Problem Description and Solution approach
We have selected the following three NAS PB benchmarks to optimize in CUDA.
- MG(MultiGrid) : Approximate the solution to a three-dimensional discrete Poisson equation using the V-cycle multigrid method[6]
- FT(Fast Fourier Transform) : Solve a three-dimensional partial differential equation (PDE) using the fast Fourier transform (FFT)[6]
- IS(Integer Sort) : Sort small integers using the bucket sort.[6]
We have profiled these benchmarks using gprof[5]. Below are the bottlenecks we could find for each of these benchmarks
- MG :- Subroutine resid which computes the residual execute for 44.07% of time though the number of calls being made to that call is only 170. This function calculates the residual in a loop. So making this loop calculation to execute in parallel we hope to achieve a better performance.[7]
- FT:- Subroutine fftz2 shows the maximum % execution time. But there are 230912 calls made to this function. So we can conclude this high execution time may not be because this subroutine computation intensive.
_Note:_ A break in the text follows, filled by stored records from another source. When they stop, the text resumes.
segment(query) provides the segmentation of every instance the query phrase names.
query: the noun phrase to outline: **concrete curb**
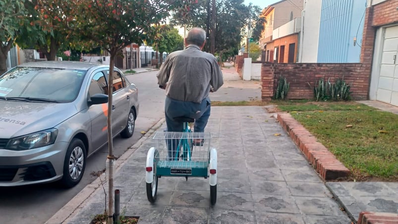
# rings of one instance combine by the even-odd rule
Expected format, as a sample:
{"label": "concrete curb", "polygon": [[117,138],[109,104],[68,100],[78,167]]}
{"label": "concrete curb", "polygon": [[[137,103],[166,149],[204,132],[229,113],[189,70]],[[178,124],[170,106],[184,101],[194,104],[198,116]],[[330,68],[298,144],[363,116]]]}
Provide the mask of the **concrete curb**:
{"label": "concrete curb", "polygon": [[[134,152],[141,146],[143,142],[150,138],[152,134],[158,129],[165,122],[165,118],[161,119],[153,125],[151,129],[145,133],[134,145],[128,148],[117,160],[116,161],[116,167],[114,173],[116,173],[120,168],[124,164]],[[104,161],[104,163],[105,161]],[[102,187],[101,180],[106,179],[106,173],[102,173],[90,184],[86,186],[78,194],[76,195],[70,201],[57,212],[52,217],[45,223],[46,224],[59,224],[68,223],[71,219],[74,217],[80,209],[84,207],[95,195],[95,192]],[[102,189],[101,189],[102,190]]]}
{"label": "concrete curb", "polygon": [[289,113],[278,113],[278,120],[324,180],[348,176],[349,169]]}

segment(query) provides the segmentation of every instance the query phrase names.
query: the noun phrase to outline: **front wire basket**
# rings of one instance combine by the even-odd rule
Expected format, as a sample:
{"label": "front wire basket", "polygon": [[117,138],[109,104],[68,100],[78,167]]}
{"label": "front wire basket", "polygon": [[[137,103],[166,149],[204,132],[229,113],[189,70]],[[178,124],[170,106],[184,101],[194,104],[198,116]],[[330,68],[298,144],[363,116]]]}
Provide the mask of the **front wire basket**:
{"label": "front wire basket", "polygon": [[[207,167],[209,161],[209,150],[210,148],[210,143],[212,138],[211,133],[210,132],[178,132],[169,131],[158,131],[155,133],[153,139],[156,142],[156,148],[159,153],[155,155],[156,159],[168,167],[177,167],[178,166],[203,166]],[[194,145],[194,139],[201,139],[203,144]],[[183,158],[186,154],[182,151],[183,148],[186,150],[187,146],[183,147],[182,145],[184,142],[189,146],[191,151],[190,160],[185,161]],[[170,152],[168,149],[171,148]],[[179,148],[178,159],[175,160],[175,154],[177,148]],[[167,161],[167,162],[166,162]],[[199,163],[196,163],[199,162]],[[187,164],[184,166],[184,163]]]}

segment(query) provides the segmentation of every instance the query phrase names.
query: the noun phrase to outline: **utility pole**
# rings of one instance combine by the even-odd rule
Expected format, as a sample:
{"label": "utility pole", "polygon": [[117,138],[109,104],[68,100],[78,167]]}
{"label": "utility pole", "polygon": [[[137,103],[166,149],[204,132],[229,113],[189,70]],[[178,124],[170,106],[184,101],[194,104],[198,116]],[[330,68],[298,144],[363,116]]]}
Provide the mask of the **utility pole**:
{"label": "utility pole", "polygon": [[251,17],[251,2],[249,4],[249,23],[247,26],[247,56],[250,56],[250,49],[249,47],[250,45],[250,17]]}
{"label": "utility pole", "polygon": [[206,9],[207,10],[207,16],[206,21],[206,51],[209,52],[211,42],[209,41],[210,38],[210,0],[206,0]]}
{"label": "utility pole", "polygon": [[216,0],[212,2],[212,23],[210,24],[210,53],[216,51]]}

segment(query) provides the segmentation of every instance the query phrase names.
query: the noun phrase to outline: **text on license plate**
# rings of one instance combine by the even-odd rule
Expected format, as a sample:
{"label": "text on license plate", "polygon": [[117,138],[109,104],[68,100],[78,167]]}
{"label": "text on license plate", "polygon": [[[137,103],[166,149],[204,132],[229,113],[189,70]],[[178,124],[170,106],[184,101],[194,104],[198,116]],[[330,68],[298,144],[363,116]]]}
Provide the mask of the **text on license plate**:
{"label": "text on license plate", "polygon": [[171,168],[170,169],[170,173],[172,174],[191,175],[192,174],[192,170],[190,168]]}

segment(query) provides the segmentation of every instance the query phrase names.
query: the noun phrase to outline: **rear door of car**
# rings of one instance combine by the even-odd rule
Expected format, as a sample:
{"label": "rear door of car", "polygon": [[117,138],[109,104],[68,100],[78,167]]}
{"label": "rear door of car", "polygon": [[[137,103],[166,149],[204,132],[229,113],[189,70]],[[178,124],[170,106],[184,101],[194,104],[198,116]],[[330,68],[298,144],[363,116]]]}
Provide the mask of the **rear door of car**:
{"label": "rear door of car", "polygon": [[[109,72],[109,71],[108,71]],[[129,111],[129,92],[126,88],[124,77],[117,71],[114,71],[114,94],[112,110],[112,133],[120,132],[127,124]]]}
{"label": "rear door of car", "polygon": [[[97,70],[91,76],[88,98],[100,93],[108,95],[106,70]],[[91,152],[98,149],[108,141],[108,104],[90,105],[88,113],[91,119]]]}

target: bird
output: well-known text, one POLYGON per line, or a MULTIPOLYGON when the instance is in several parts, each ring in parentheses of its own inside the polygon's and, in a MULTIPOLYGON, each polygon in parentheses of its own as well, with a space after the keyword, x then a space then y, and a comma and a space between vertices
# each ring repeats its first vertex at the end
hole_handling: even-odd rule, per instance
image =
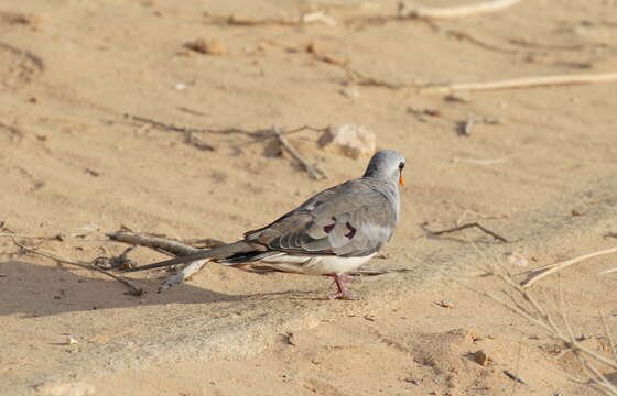
POLYGON ((346 273, 368 262, 392 238, 404 165, 402 153, 380 150, 362 177, 314 195, 271 223, 245 232, 237 242, 125 272, 204 258, 224 265, 259 263, 273 270, 332 276, 337 292, 331 298, 357 299, 345 287, 346 273))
The subroutine which shows next highest execution time is evolve . This also has a loop calculation which can be parallelized.[7]
- IS:- Two subroutines rank and randlc shows maximum execution time. Here randlc is a random number generator which is invoked 8388631 times. But at the same time rank is invoked only 11 times and it gives a similar exection time as randlc. We plan to optimize performance of this function by parallelizing the loop calculation in this function.[7]